On the other hand, I struggle with impostor syndrome. While fairly successful in my day-to-day, I will likely fail whiteboarding sorting algorithms etc. Imagining a series of five interviews stresses me out and I’m not even looking right now :)
What makes you think that the process provides an accurate representation of the skills needed for the day to day job? In my experience it simply tests whether the candidate has invested lot of time cramming for that very specific type of test. If I was running a small company I would much rather discuss a candidate's experience with them and leave them the time to build useful skills, not worthless ones for passing a test.
The best candidates can get jobs paying the same or more money with fewer interviews, so the very best aren’t going to pick you.
I've never been paid for interviewing. You mean you pay the successful candidates well, which is what? 10% of the people you subject to this obnoxious process?
Well, no you don't. You pay a lot of money only the people you hired.
I had more than one interview, where the things I discovered during the interview made me reconsider my options and go for another company. Not because I wouldn't have fit with the team or my skills were not there, but because this kind of thing tells me how processes are organized or not organized within your company, how people treat each other etc.
What candidates does a hiring process like this drive away? Are it specific character traits that pass through the sieve? If yes, how will that shape your corp and the culture in it in the long term?
I just want to highlight that this works specifically because there are a very finite number of these we pay you a lot of money companies competing for talent and that's the primary reason candidates put up with this [expletive deleted] treatment. And the result are beneficial for these companies, yes.
In a previous company we pair interviewed, 1/2 hour screen + 2 one hour slots. I liked that format a little bit better.
I've been interviewing people for about 40 years now, I was just reflecting on my first ever interview that I participated in when I was still a teenager.

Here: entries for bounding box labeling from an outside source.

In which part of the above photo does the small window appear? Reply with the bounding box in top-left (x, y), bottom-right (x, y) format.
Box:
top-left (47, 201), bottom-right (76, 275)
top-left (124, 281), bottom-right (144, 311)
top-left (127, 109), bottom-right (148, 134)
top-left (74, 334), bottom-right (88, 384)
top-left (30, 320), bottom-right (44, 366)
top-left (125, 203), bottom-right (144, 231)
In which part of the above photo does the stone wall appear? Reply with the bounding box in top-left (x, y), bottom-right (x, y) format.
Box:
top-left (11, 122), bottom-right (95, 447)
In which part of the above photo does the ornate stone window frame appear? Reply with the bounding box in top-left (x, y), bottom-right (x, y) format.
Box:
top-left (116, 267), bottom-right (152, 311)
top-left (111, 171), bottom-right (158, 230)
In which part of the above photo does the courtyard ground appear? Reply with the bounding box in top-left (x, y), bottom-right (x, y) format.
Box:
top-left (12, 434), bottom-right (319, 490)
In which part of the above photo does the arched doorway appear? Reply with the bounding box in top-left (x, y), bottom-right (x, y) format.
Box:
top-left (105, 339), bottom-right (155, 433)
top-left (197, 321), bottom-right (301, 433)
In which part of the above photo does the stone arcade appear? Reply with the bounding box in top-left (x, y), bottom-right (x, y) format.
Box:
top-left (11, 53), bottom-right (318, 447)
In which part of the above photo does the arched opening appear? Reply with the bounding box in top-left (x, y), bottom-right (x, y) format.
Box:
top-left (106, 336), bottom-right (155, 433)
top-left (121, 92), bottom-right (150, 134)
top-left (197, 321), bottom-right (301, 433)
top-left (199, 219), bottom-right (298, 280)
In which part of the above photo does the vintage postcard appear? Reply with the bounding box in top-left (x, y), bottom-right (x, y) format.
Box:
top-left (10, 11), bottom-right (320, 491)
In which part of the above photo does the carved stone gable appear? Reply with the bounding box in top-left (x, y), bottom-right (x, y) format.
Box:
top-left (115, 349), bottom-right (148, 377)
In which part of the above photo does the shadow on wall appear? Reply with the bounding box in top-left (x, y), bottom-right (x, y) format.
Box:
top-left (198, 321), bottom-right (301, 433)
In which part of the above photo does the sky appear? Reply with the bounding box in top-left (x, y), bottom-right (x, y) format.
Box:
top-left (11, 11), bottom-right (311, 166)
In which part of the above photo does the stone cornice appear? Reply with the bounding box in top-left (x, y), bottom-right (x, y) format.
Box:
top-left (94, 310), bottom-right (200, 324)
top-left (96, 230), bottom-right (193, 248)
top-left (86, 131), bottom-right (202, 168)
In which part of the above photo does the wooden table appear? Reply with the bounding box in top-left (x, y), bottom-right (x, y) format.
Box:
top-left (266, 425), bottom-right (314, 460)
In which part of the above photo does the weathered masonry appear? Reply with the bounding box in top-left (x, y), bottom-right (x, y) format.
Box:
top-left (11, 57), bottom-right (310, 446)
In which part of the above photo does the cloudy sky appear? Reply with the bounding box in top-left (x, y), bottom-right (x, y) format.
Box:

I would say there are some factors that are not going to come out in any number of interviews. Conversely there are factors that are immediately noticeable.
I can tell in 10-15 minutes how strong someone is technically. At least I can tell the difference between "weak", "maybe", "strong" in 10 minutes.
Going back to my first ever interview. The guy was brilliant. He was technically good. He ended up being a not so good hire for reasons that would have been very hard to discover during the interview. It was partly the intersection of very smart without the experience to match and partly that he was just weird in some other ways. He was hired, he left within a year or so.
I think the science says the best predictor is an IQ test. The rest of our practices are not really evidence based. We tend to want to hire people that are like us, that know the things we know, we have all sorts of biases during the interview process, and throwing more people/time at it doesn't really seem to make a big difference.
I would say the most important thing you can do to get good people is to make your company a place that good people want to be. I.e. what matters is more what enters the pipeline then the interview process. I would bet that having 7 interviews vs. 3 has a difference that's completely in the noise and that at least there's no solid evidence that it gets you anything re: the quality of people working in a company. Every company says it has the best people. Mostly channeling Joel Spolsky here but I've seen this principle in action.
EDIT: Another random thought is that there are other factors that influence whether someone is going to be successful in a given role. Even the best software engineer can fail if the conditions for him to be successful aren't there.
How do you know it works?
> I don’t want to hire the wrong person, it’s expensive and it makes my job awful for a while.
There we are. It is all about you.
No need to say anything else - your life is all about you, so of course if it works for you, 'it works'.